What do fast-moving consumer companies do when faced with stingy consumers? Bombard them with more advertisements for products they’re missing out on. Advertising expenditure for FMCG companies was up 16 per cent for the nine months to December 2013, even as their sales grew only by 12 per cent.

The sector, the largest spender on advertising, was an exception though. Other big advertising spenders such as consumer durable and automobile makers dealt with the downturn by shrinking their ad budgets in 2013.

Spending spree

The FMCG sector became the top advertiser in both television and print media last calendar, according to the KPMG FICCI Frames Report for 2014. With many players crowding the market and consumers trading down to cheaper unbranded products, FMCG companies re-launched their brands, offered discounts and rolled out new products, all of which call for higher promotional spending.

From eating up around 12 per cent of sales in the December 2012 quarter, their adspend rose above 13 per cent by the December 2013 quarter.

A big share of spends went to fiercely competed personal care products. Other competitive categories seeing a push include laundry and hair care.

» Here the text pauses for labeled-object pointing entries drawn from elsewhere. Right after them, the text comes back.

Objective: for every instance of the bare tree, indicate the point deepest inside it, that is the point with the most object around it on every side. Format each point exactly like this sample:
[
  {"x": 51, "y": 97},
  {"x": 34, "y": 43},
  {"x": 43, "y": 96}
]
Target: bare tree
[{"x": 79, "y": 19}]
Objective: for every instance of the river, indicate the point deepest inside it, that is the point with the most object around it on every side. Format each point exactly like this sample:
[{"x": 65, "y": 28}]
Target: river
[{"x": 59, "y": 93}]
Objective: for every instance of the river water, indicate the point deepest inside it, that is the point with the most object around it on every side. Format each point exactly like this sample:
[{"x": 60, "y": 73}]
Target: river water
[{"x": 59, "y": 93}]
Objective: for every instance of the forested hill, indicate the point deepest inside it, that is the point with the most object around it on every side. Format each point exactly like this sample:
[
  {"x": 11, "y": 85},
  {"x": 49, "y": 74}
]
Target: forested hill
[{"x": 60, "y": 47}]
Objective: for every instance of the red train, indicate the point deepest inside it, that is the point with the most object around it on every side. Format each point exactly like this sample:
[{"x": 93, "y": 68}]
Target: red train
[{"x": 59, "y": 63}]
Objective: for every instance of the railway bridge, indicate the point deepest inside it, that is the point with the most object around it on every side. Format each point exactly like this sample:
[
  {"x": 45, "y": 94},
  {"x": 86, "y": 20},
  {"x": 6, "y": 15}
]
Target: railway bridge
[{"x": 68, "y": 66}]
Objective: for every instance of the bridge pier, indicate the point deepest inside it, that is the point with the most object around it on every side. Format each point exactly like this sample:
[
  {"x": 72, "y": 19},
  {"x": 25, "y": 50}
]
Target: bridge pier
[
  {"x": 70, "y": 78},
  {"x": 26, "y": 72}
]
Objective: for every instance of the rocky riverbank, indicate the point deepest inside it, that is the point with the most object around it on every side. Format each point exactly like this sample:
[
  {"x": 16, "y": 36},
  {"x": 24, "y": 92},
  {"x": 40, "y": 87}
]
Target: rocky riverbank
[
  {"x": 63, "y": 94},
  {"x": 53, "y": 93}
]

While FMCG companies hiked adspends in response to rising competition and slowing sales, telecom companies did the opposite. Idea Cellular spent 5 per cent less on advertising in the April-December 2013 period than the previous year. Bharti Airtel hardly changed the amount it spent.

Who’s spending

Hindustan Unilever (HUL), with its enormous product portfolio, is the largest advertiser in the listed space, forking out ₹3,232 crore towards promotions for 2012-13. That’s more than the annual sales number for GSK Consumer Healthcare or Colgate-Palmolive.

HUL is followed by Godrej Consumer and Dabur India, which are expanding their international footprint while also protecting their leadership positions in niche categories (household insecticides and health foods) in domestic markets.

Bharti Airtel is the next biggest spender, and ranks among the top ten spenders on television advertising, according to the KPMG report.

But even as the amount spent is high, it accounts for less than 2 per cent of sales, unlike FMCG companies, where the adspend to sales ratio is upwards of 4 per cent for even small companies.